No, Mr. President, you will not like The Post

In a striking display of obliviousness, the Trump White House has reportedly asked to screen The Post, Steven Spielberg’s film about The Washington Post’s publication of the Pentagon Papers, a Department Of Defense study that revealed that the United States had remained engaged in the Vietnam War knowing that it couldn’t win. One can only guess at Trump’s motivations: Does he have any idea what it’s about? Is a staffer trying to pull a high-concept prank that Trump probably won’t get? Seriously, though, does he know what this movie is about?

Let us help: The Post is about the free press publishing secrets that the government doesn’t want it to. Spielberg focuses on Washington Post executive editor Ben Bradlee (Tom Hanks) and publisher Katharine Graham (Meryl Streep) in a moment of crisis: Do they publish the Pentagon Papers, knowing it could lead to serious legal trouble, on the eve of The Post’s initial public offering? Even if not a great drama (The A.V. Club gave it a C+), the film overtly champions a free press and its role in checking the government—in this case, the Nixon Administration, which has been frequently called into comparison with the Trump Administration. Hanks’ gravel-voiced Bradlee is not particularly subtle in his exclamations to do right by the American people and publish the Department Of Defense’s secret papers (“What will happen if we don’t publish? We will lose! The country will lose!” “If we don’t hold them accountable, who will?”). The Post portrays Nixon at a distance, but in explicit terms: Nobody has witnessed an administration with such a tight grip, or so willing to muster its power to stop its opponents. Perhaps this sounds familiar.

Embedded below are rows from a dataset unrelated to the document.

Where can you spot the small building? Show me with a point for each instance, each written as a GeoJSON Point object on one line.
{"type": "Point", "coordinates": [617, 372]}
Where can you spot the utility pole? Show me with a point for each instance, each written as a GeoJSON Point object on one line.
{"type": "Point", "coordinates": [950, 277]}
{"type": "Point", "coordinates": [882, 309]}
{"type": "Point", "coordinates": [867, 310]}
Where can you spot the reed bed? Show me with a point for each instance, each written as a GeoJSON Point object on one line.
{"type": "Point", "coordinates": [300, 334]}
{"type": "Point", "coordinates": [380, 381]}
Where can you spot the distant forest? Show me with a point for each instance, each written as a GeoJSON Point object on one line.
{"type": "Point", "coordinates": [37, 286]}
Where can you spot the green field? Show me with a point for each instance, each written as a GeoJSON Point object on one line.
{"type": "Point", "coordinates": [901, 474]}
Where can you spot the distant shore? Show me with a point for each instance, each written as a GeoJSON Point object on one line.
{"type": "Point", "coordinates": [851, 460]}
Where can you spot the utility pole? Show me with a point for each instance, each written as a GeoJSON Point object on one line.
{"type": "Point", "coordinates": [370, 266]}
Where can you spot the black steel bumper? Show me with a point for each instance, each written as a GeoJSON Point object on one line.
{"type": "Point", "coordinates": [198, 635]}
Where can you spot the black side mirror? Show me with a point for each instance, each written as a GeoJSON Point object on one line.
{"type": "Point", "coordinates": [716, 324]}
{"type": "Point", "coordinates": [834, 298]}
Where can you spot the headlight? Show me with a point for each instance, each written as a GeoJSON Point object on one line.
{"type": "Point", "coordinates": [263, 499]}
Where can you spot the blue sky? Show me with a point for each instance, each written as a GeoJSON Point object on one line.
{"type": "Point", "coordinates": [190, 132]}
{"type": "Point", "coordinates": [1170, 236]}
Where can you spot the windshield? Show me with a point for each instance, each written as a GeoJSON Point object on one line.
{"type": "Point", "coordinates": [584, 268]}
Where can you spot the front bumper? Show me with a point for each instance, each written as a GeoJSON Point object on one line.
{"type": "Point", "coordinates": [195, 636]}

The primary players in this film are not exactly Trump sympathizers. Steven Spielberg and wife Kate Capshaw together gave $2.3 million to Hillary Clinton’s presidential campaign, and Meryl Streep and Tom Hanks have given to the Democratic Party for years. Hanks has already preemptively refused any invitation to screen The Post at the White House.

Finally: Trump has previously asked for the movies Finding Dory and Why Him. Will he even have the attention span for a two-hour drama?